New Mexico has a bitter gaming past. When the Indian Gaming Regulatory Act was signed by the House in Nineteen Eighty Nine, it looked like New Mexico might be one of the states to get on the American Indian casino bandwagon. Politics assured that would not be the situation.
The New Mexico governor Bruce King appointed a task force in Nineteen Ninety to negotiate a compact with New Mexico Amerindian bands. When the task force came to an accord with 2 big local tribes a year later, Governor King declined to sign the bargain. He held up a deal until Nineteen Ninety Four.

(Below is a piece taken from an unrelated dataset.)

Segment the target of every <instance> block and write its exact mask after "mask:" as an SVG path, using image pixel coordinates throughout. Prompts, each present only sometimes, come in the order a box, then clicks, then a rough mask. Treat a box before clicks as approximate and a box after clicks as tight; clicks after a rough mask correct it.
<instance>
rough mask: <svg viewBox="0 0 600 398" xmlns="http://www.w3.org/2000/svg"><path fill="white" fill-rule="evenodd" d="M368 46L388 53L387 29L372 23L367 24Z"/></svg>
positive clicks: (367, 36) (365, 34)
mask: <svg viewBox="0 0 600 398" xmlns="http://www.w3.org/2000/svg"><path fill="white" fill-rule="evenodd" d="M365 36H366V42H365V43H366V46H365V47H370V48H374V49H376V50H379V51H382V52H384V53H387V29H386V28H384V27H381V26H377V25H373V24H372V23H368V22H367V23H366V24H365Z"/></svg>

When a new governor took office in 1995, it appeared that Native gaming in New Mexico was a certainty. But when Governor Gary Johnson passed the compact with the Native bands, anti-gaming groups were able to tie the deal up in the courts. A New Mexico court ruled that the Governor had out stepped his bounds in signing a deal, thereby denying the government of New Mexico many hundreds of thousands of dollars in licensing revenues over the next several years.
It required the CNA, signed by the New Mexico house, to get the process moving on a full compact amongst the Government of New Mexico and its Indian tribes. A decade had been burned for gaming in New Mexico, which includes Indian casino Bingo.
The nonprofit Bingo business has grown from 1999. In that year, New Mexico charity game owners brought in just $3,048. This number grew to $725,150 in 2000, and exceeded one million dollars in revenues in 2001. Not for profit Bingo revenues have grown constantly since that time. 2005 saw the largest year, with $1,233,289 earned by the providers.
Bingo is certainly popular in New Mexico. All kinds of operators look for a bit of the pie. Hopefully, the politicians are done batting over gaming as an important matter like they did in the 90’s. That is probably wishful thinking.